Exceeding investment limits otherwise than by investment decisions

If the percentage limits referred to above are exceeded for reasons other than investment decisions (market fluctuations, repurchases), the priority objective of the UCI must be to remedy the situation, taking due account of the interests of the investors.

 

Management and supervisory bodies

Concerning their professional qualification, the directors of the management bodies and, if applicable, the investment managers and investment advisers, must have a confirmed experience in the area of the proposed investment policy.

 

Particular rules

The prospectus must contain a description of the investment strategy of the UCI concerned as well as a description of the specific risks inherent to its investment policy.
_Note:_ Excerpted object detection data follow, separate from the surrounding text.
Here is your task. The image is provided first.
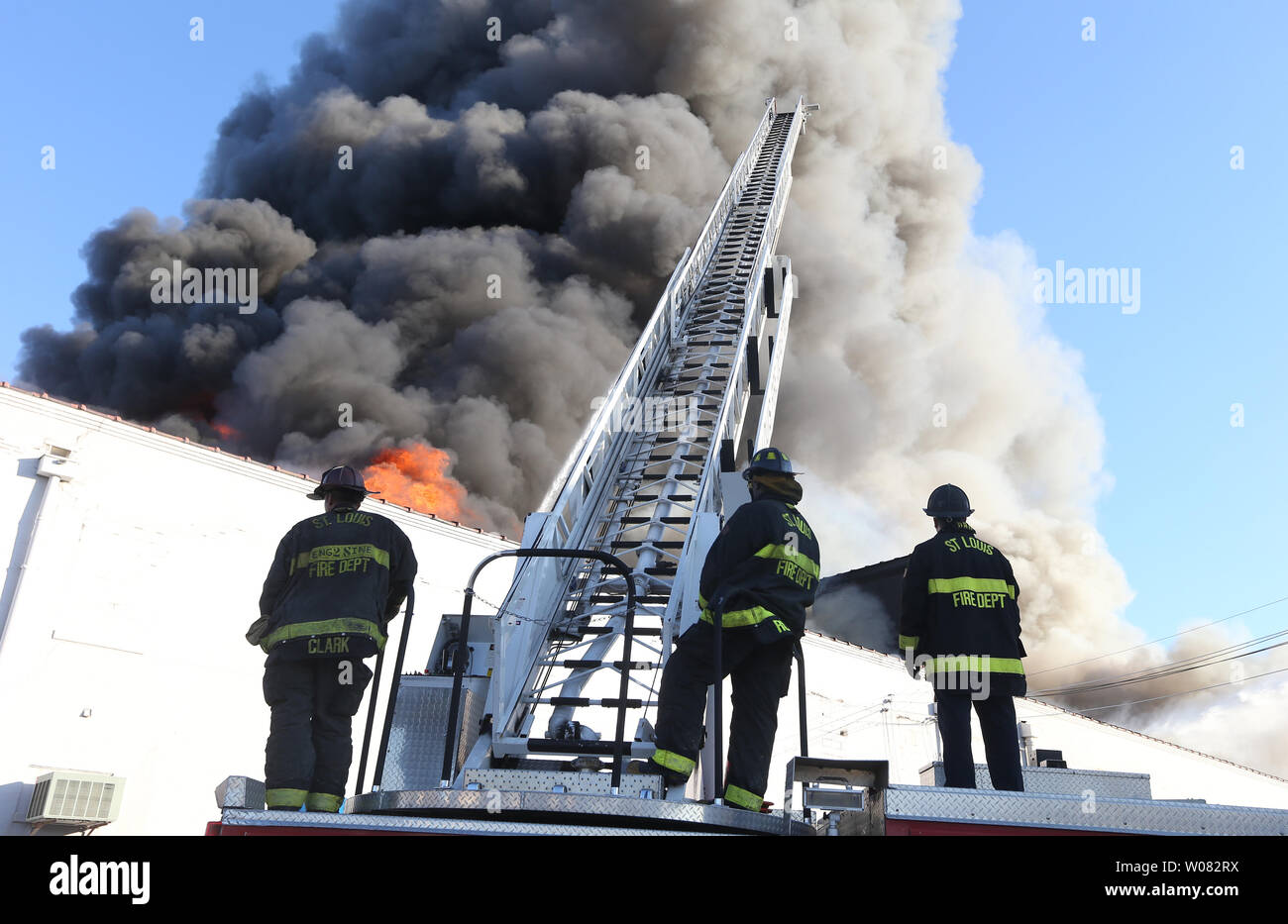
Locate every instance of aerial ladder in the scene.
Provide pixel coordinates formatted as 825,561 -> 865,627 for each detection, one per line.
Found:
207,91 -> 1288,835
356,99 -> 816,824
209,98 -> 818,834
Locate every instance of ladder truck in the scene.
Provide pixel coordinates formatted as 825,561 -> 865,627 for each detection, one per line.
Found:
206,93 -> 1288,837
209,98 -> 818,834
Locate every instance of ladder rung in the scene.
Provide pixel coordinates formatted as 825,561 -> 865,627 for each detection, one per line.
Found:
581,626 -> 662,637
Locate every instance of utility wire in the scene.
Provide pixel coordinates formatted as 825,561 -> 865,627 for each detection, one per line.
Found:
1061,667 -> 1288,713
1038,629 -> 1288,695
1029,597 -> 1288,677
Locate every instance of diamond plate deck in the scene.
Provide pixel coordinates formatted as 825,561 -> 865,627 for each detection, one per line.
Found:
377,674 -> 486,789
220,808 -> 729,838
921,761 -> 1153,799
885,786 -> 1288,835
215,776 -> 265,808
461,769 -> 662,798
352,789 -> 814,835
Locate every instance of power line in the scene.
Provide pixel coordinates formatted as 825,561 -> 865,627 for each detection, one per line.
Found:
1061,667 -> 1288,713
1034,629 -> 1288,696
1029,597 -> 1288,677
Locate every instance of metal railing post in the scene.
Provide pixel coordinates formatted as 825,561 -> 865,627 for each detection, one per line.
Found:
440,549 -> 636,795
374,587 -> 416,786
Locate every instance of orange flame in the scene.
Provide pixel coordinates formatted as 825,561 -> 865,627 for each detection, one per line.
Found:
362,443 -> 468,521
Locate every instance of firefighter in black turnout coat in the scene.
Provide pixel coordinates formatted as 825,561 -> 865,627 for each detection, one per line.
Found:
899,484 -> 1026,790
648,447 -> 819,812
246,465 -> 416,812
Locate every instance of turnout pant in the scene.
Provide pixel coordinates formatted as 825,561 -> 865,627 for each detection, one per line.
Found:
935,688 -> 1024,791
265,653 -> 371,812
653,622 -> 795,811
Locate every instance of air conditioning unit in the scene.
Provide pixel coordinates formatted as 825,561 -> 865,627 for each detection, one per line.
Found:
27,770 -> 125,825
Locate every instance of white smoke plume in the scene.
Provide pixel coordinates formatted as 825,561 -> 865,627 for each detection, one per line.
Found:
22,0 -> 1288,772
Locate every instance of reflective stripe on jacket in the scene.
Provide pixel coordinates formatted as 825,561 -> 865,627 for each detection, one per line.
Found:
698,494 -> 819,635
899,524 -> 1026,695
259,507 -> 416,658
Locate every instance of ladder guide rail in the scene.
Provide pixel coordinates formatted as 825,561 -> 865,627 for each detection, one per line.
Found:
445,549 -> 636,794
480,100 -> 805,760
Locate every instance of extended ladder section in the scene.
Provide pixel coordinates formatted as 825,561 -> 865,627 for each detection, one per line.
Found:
456,100 -> 814,785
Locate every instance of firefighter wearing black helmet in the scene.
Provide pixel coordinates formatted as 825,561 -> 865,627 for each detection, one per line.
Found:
899,484 -> 1026,790
649,447 -> 819,812
246,465 -> 416,812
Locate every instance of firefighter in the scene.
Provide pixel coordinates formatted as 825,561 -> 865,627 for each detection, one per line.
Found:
246,465 -> 416,812
648,447 -> 819,812
899,484 -> 1027,791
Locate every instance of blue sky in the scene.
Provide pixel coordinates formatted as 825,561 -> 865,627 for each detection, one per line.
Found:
0,0 -> 1288,651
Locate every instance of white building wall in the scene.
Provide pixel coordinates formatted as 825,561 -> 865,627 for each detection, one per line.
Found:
0,387 -> 516,834
762,633 -> 1288,808
0,387 -> 1288,834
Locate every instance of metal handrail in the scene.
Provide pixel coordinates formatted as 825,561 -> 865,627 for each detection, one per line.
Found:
357,587 -> 416,792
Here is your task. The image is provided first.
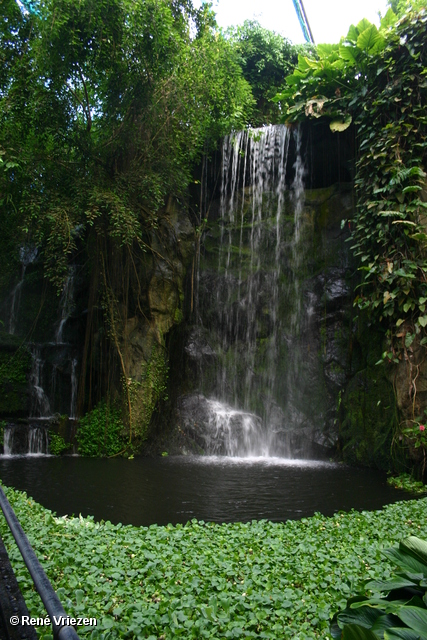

The prospectus must, if applicable, provide that:

  • the potential losses resulting from short sales on transferable securities differ from the possible losses resulting from the investment of liquid assets in such transferable securities. In the first case, the loss may be unlimited whereas, in the second case, the loss is limited to the amount of liquid assets invested in the transferable securities concerned.
  • leverage generates an opportunity for higher return and therefore more important income, but, at the same time, increases the volatility of the value of the assets of the UCI and, hence, the risk to lose capital. Borrowings generate interest costs which may be higher than the income and capital gains produced by the assets of the UCI.
  • due to the limited liquidity of the assets of the UCI, it may not be in a position to meet the redemption requests of its units which may be presented to it by its investors.

In addition, the prospectus must state that the investment in the UCI entails an above-average risk and is only appropriate for persons who can take the risk to lose their entire investment. If appropriate, the offering prospectus must contain a description of the investment strategy in forward contracts and options pursued by the UCI as well as the risks resulting from such investment policy. It must for example be mentioned that the forward contract and option markets are extremely volatile and that the risk to incur a loss in relation to such markets and/or in relation to short sales is very high.

 

The European AIFMD

In July, 2013, the EU's Alternative Investment Fund Manager Directive (AIFMD) was adopted into Luxembourg law. Applications for the authorisation of an AIFM were published by the Commission for the Supervision of the Financial Sector (CSSF) in anticipation of the move in June, 2013.

The CSSF announced in late May, 2013, that it had signed a total of 34 MoU's with non-EU securities regulators, paving the way towards implementation of the third-counrty regime contained in the AIFMD.